A 28 billion parameter multimodal model, built for NVIDIA Blackwell hardware. Compressed with 4-bit block floating point across the language model's linear layers, with the vision tower, routing gates, and embedding layers fully preserved. The result fits where the original could not and runs substantially faster where the original was already fast.

The standard approach of quantizing everything uniformly trades correctness for simplicity. We take the opposite position: compress aggressively where it is safe to do so, and preserve precision exactly where the architecture is sensitive.

How the Compression Works

The Numerical Format

The compressed layers in Axe Strada operate in a two-level block floating point format. Every weight value is stored as an E2M1 4-bit float: 1 sign bit, 2 exponent bits, 1 mantissa bit. Sixteen of these values are grouped into a block, and each block carries a shared F8_E4M3 scale factor. A single F32 scale applies across the full tensor as a second-level anchor.

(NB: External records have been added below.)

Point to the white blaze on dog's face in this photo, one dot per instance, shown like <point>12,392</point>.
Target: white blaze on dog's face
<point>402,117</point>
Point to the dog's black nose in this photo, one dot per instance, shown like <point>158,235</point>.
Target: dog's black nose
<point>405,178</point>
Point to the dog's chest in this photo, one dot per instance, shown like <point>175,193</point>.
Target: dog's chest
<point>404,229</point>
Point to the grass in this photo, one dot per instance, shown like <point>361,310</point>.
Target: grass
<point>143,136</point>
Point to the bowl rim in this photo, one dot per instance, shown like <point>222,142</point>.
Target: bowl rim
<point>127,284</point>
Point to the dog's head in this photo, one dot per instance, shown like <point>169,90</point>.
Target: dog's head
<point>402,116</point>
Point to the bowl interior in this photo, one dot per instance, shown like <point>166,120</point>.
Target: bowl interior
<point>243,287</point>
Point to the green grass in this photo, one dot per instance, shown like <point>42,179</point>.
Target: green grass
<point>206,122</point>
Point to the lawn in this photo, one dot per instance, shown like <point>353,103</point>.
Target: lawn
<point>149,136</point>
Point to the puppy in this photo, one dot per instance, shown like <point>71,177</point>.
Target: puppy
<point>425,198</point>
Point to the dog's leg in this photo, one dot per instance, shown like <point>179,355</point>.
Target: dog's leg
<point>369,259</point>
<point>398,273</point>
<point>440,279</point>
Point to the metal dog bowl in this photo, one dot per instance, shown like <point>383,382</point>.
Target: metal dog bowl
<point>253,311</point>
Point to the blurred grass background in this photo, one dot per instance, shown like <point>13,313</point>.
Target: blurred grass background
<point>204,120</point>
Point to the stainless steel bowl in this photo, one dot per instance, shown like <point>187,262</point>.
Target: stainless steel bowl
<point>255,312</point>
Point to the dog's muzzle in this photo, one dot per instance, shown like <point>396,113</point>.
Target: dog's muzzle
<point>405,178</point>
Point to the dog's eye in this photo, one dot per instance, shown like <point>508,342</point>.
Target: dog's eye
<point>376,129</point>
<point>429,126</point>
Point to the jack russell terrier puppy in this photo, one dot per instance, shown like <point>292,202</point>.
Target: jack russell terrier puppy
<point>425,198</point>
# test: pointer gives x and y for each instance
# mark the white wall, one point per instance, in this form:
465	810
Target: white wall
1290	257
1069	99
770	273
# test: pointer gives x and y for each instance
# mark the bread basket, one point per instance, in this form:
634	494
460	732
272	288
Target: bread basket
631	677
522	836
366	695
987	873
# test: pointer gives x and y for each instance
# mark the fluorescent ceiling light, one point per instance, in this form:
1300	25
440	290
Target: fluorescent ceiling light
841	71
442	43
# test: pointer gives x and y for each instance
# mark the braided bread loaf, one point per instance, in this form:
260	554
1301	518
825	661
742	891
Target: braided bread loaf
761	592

The representable values in E2M1 are a small, fixed codebook:

$\{0, \pm 0.5, \pm 1, \pm 1.5, \pm 2, \pm 3, \pm 4, \pm 6\}$

That is 15 non-zero values plus zero. But the two-level scaling architecture means the actual range covered by any given block is determined by its FP8 scale, and the range covered by the full tensor is determined by the F32 scale. The per-block scale maps the 16 local values so the largest magnitude element in that block lands at the FP4 maximum representable value. What looks like a narrow codebook becomes, with local rescaling, a numerically faithful representation of the original weight distribution.

The simple version. Each weight is stored in 4 bits. Every 16 weights share a small header that tells the GPU what magnitude range those weights live in. A second header tells the GPU the global scale of the whole tensor. At compute time, the GPU reconstructs the full-precision effective value on the fly, inside the matrix multiply unit, without ever writing a higher-precision copy back to memory. Storage is 4 bits per weight plus a small bookkeeping overhead, giving an effective cost of about 4.5 bits per parameter versus 16 bits in BF16.

$\text{Effective bits/param} = 4 + \frac{8}{16} = 4.5$

$\text{Compression vs BF16} \approx \frac{16}{4.5} \approx 3.5\times$

How the Matrix Multiply Changes

Every linear layer computes:

$Y = X W^{T}$

In BF16, both $X$ and $W$ are 16-bit values. The GPU loads 16 bits per weight element from VRAM, performs the multiply-accumulate in an FP32 accumulator, and writes the output. Memory bandwidth is the primary constraint during autoregressive decode.

In the 4-bit block format, the operation is restructured. For a block of 16 weight elements ${w_0, ..., w_{15}}$ with block scale $s_{block}$ and tensor scale $s_{tensor}$, each reconstructed weight is:

$\hat{w}_i = s_{tensor} \times s_{block} \times w_i^{E2M1}$

The Blackwell Tensor Core handles this reconstruction natively. The two-level dequantization is fused into the matrix multiply instruction. The GPU executes FP4 matrix multiplies with inline scale application, accumulating into FP16 or FP32, and never touches a BF16 weight copy at any point in the pipeline.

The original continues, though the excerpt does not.